14.          Further, as Mr Bates pointed out at the hearing, a document at page 12 of the appellant's bundle showed that Westminster Kingsway College had closed their course only at the end of September so, had the appellant made full use of the 60 days from 15 September onwards, he could have found courses still open to him.

15.          Further, the respondent clearly followed his own policy regarding the obligation to afford 60 days of leave to find a new educational institution when an applicant is without a CAS for no fault of their own. Nothing required the respondent to issue the 60 day letter at a time that was preferential to the appellant. It will be obvious that requiring a 60 day letter to be timed in order to suit courses of interest to an individual student would impose an almost unworkable burden on the respondent.

16.          Further, the inability of the appellant to obtain a CAS during the September to November 2015 period did not mean that he was without options for further studies. As the respondent's refusal letter indicated, having taken account of the appellant's difficulties during the September to November 2015 period, the appellant could return to Pakistan to continue his studies there or could return to Pakistan in order to apply for entry clearance to come back to the UK.

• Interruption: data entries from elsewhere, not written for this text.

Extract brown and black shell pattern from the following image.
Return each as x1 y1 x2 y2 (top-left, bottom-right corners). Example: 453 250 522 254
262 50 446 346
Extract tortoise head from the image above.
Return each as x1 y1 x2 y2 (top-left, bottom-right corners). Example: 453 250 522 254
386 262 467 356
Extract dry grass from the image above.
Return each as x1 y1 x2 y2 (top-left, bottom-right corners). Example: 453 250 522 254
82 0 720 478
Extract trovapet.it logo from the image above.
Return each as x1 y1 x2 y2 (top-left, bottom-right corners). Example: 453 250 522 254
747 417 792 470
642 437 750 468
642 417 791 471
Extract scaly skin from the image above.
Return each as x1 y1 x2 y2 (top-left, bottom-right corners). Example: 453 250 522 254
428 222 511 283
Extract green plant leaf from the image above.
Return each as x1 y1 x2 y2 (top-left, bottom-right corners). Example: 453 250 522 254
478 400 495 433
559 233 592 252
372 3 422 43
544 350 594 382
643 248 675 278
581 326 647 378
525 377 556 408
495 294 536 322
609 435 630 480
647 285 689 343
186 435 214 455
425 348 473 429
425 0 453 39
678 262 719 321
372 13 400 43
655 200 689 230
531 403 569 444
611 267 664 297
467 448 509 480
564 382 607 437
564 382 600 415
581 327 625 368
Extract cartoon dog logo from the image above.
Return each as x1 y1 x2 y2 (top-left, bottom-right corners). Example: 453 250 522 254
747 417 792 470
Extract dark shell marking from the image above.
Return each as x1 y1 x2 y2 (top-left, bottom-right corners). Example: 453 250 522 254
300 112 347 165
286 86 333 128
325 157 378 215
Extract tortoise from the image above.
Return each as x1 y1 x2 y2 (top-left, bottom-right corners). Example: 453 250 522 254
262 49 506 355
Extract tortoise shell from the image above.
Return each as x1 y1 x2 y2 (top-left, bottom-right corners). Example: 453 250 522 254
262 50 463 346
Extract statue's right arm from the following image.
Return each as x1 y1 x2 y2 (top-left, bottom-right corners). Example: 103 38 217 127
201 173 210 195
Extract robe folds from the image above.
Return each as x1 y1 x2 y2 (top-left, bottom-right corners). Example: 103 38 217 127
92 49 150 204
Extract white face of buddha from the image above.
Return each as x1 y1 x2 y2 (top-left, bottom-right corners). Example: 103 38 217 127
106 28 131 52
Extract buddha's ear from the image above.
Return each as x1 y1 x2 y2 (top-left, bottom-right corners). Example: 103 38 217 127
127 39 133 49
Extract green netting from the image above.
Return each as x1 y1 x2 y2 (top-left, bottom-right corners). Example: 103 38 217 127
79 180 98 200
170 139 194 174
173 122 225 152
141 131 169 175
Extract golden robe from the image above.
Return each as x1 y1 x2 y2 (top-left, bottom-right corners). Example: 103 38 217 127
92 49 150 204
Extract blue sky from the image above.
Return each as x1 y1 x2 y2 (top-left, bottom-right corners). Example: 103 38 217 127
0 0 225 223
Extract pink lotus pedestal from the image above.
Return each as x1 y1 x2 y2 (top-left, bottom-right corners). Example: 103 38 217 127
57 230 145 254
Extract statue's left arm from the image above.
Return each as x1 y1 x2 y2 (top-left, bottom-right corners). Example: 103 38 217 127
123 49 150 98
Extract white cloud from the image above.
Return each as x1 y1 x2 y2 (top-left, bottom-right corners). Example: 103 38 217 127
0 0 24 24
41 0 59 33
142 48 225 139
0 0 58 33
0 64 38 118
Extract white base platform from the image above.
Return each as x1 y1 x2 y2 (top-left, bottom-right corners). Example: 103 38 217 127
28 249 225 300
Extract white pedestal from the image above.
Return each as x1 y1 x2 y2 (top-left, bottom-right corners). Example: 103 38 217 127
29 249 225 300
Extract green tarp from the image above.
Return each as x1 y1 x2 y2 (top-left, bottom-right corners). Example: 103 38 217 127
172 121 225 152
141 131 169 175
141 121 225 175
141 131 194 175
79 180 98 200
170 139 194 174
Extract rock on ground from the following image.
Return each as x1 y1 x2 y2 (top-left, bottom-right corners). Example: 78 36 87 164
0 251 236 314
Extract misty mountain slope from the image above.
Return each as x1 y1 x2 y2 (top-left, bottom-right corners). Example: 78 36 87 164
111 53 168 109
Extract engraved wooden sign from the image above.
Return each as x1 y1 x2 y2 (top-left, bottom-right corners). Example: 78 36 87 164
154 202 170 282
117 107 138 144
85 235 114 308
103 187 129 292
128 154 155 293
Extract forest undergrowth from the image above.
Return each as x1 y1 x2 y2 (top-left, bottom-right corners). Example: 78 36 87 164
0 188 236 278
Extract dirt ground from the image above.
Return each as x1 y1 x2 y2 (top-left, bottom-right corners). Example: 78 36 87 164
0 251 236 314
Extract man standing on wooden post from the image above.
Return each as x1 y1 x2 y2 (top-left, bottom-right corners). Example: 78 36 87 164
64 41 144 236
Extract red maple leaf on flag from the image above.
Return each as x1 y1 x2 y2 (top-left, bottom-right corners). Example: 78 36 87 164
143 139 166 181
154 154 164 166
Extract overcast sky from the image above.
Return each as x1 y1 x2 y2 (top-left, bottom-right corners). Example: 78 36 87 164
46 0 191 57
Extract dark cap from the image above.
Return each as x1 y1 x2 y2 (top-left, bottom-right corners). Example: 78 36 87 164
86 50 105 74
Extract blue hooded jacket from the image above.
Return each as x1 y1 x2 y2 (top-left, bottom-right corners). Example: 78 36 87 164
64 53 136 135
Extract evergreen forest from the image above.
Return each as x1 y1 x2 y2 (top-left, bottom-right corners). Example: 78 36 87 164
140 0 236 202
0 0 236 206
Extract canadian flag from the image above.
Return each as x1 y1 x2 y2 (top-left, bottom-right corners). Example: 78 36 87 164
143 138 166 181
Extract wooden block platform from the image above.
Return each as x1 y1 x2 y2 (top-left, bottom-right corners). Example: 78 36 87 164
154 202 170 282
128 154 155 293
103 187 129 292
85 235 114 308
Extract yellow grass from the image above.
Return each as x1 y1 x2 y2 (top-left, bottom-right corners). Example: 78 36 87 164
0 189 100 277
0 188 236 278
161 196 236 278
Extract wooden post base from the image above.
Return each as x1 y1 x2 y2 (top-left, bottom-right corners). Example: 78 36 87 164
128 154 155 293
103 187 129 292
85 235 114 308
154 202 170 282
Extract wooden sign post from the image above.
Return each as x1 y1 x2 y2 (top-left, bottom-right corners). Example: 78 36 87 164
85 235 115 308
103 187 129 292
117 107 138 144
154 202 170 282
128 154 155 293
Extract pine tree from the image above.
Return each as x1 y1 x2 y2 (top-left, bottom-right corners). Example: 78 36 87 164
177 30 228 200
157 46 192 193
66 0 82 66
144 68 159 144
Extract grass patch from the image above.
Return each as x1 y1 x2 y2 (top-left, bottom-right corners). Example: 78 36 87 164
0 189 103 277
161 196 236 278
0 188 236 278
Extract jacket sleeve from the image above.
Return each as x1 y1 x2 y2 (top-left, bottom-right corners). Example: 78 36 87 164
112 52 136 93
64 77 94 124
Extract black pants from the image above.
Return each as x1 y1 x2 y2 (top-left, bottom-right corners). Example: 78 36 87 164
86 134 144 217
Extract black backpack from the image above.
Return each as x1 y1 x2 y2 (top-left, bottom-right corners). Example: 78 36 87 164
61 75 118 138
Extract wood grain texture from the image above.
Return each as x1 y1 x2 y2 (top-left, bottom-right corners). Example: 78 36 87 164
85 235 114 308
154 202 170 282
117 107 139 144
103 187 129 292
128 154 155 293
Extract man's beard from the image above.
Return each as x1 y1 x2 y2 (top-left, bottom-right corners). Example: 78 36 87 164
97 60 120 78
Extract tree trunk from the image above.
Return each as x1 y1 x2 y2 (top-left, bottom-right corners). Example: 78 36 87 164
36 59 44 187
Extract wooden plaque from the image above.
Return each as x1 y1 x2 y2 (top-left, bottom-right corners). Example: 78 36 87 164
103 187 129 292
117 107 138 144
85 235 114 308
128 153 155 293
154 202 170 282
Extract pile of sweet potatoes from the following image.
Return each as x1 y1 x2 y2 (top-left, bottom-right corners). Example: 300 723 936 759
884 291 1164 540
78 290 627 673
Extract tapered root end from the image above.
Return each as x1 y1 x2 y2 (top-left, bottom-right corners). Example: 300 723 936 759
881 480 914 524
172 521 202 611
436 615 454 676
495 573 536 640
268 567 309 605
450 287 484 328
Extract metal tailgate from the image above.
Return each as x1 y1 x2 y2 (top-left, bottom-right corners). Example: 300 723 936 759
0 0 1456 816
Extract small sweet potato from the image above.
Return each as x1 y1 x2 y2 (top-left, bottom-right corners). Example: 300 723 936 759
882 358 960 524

17.          The grounds refer to a delay by the respondent which should have led to a finding of unfairness and the appeal being allowed under Article 8 ECHR. I was not taken to any period of delay by the respondent here. The decisions followed his applications in reasonable time and his various appeal hearings and the judicial review proceedings progressed within normal time limits. I did not find that this argument had any merit.

18.          It will be clear from the chronology set out above that the appellant has lived by far the majority of his life in Pakistan where he has his immediate family. He has only ever been in the United Kingdom with precarious leave. He seeks leave to continue with his studies when he can do so in Pakistan or apply to return to the UK to study in future. An Article 8 case based on private life in these circumstances could not have succeeded and the First-tier Tribunal Judge here took a lawful approach in paragraph 53 onwards in finding that there was no disproportionate breach of the appellant's Article 8 human rights either under the Immigration Rules or outside the Immigration Rules.

19.          For all of these reasons, it is my view that the First-tier Tribunal did not err in the decision refusing the appeal.

 

Notice of Decision

 

The decision of the First-tier Tribunal does not disclose an error on a point of law and shall stand.